Shares in Endologix (NSDQ:ELGX) slipped by 8% to $6.06 apiece in midday trading today following yesterday’s second-quarter results that beat The Street on earnings expectations and sales.
The Irvine, Calif.-based company reported a net loss of $27.1 million or -$1.50 per share on sales of $36.24 million for the three months ended June 30, 2019, for a loss of 13.6% on sales that fell by 19% compared with Q2 2019.
Adjusted to exclude one-time items, earnings per share were –$0.37, 43¢ ahead of The Street, where analysts were looking for sales of $36.09 million.
“We are pleased with our second-quarter results, as stronger execution led to a sequential improvement in revenue,” said CEO John Onopchenko in a news release. “Our culture of accountability is yielding tangible results, and our team continues to steadily leverage a growing body of clinical evidence to rebuild credibility in the marketplace. We are excited about the progress we made during the first half of the year against both our near- and long-term targets, providing us confidence in our full-year outlook. We will remain focused on execution as we continue to take meaningful and necessary steps to position the Company for sustainable long-term success.”

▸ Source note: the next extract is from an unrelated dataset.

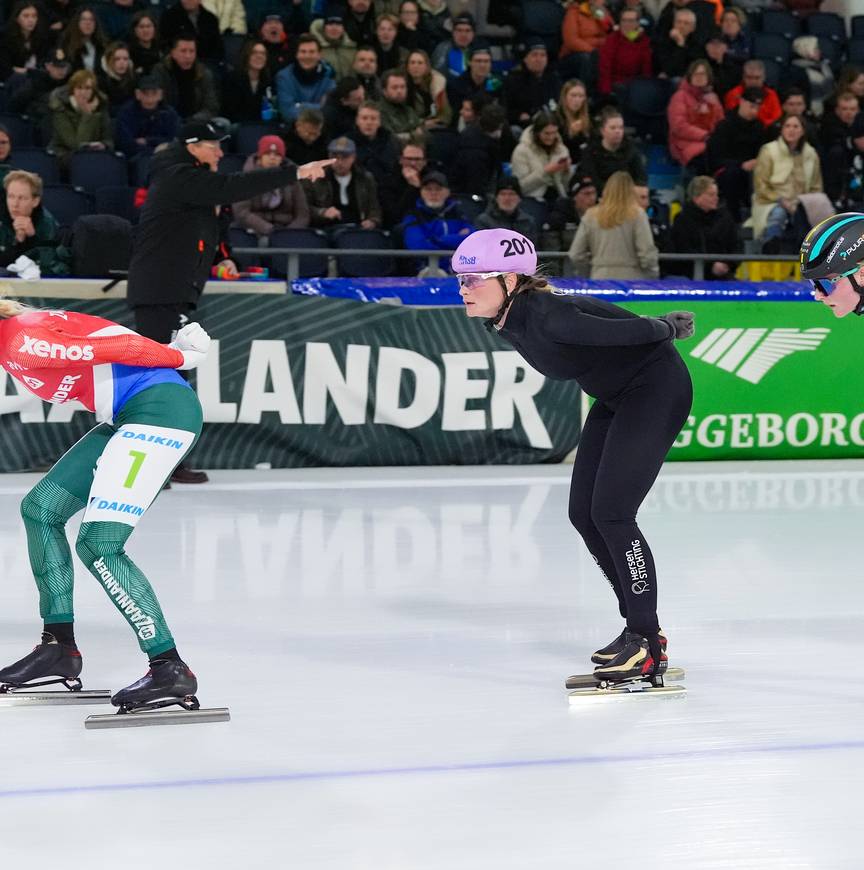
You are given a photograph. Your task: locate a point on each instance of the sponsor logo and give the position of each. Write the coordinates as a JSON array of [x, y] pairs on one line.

EU notifying body GMED reinstated the CE Mark for Endologix’s Nellix stent graft system in June, following a suspension in January triggered by a halt to unrestricted sales of the stent grafts and a voluntary recall of all existing inventory. Nellix was designed for treating abdominal aortic aneurysms.

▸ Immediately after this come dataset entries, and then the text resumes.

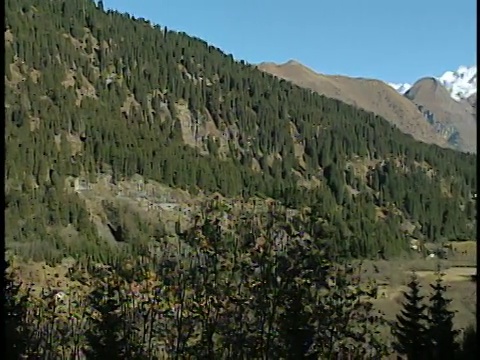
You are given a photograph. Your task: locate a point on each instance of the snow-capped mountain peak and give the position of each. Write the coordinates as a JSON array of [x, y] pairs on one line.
[[461, 83]]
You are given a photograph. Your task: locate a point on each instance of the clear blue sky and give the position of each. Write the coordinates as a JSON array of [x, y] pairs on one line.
[[392, 40]]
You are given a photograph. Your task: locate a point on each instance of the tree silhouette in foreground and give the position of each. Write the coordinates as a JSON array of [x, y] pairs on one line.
[[410, 328]]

Nellix is only approved as an investigational device in the United States. The company’s Ovation Alto system is only approved as an investigational device and is not currently approved in any market.
In other news, the FDA yesterday gave Endologix an IDE exemption approval to begin a pivotal study on its Nellix Chimney endovascular aneurysm sealing device (ChEVAS) system. CheVAS was designed to combine the Nellix 3.5 endograft with parallel visceral stents to enable treatment of patients with juxta-renal, para-renal, and suprarenal abdominal aortic aneurysm.

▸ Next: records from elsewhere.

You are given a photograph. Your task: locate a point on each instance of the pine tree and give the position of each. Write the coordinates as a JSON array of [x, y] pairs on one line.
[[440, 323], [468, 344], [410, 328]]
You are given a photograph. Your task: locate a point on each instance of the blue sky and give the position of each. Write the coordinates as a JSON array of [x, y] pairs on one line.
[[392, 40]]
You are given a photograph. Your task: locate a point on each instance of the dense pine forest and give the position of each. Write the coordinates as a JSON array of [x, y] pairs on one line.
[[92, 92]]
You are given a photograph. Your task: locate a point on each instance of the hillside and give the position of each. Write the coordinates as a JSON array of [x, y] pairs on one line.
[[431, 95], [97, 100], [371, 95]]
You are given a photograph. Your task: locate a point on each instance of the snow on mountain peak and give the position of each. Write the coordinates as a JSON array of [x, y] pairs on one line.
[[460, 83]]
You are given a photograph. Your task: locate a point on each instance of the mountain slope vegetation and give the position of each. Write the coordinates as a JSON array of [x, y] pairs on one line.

“China is one of the largest and fastest-growing EVAR markets in the world, representing an exciting market opportunity for Endologix,” Onopchenko said in a separate news release. We look forward to building our brand in this important market by leveraging the Boston Scientific team’s extensive experience introducing new products for patients suffering from vascular disease.”
Endologix reaffirmed its previously issued annual guidance and continues to expect 2019 sales of at least $140 million. The company anticipates Q3 2019 sales of $35 million to $37 million and continues to expect full-year operating expenses of $130 million to $140 million.
The current consensus EPS estimate is -$0.72 on $34.31 million in sales for the Q3 2019 coming quarter and -$3.23 on $142.24 million in sales for the current fiscal year, according to a report by Zacks.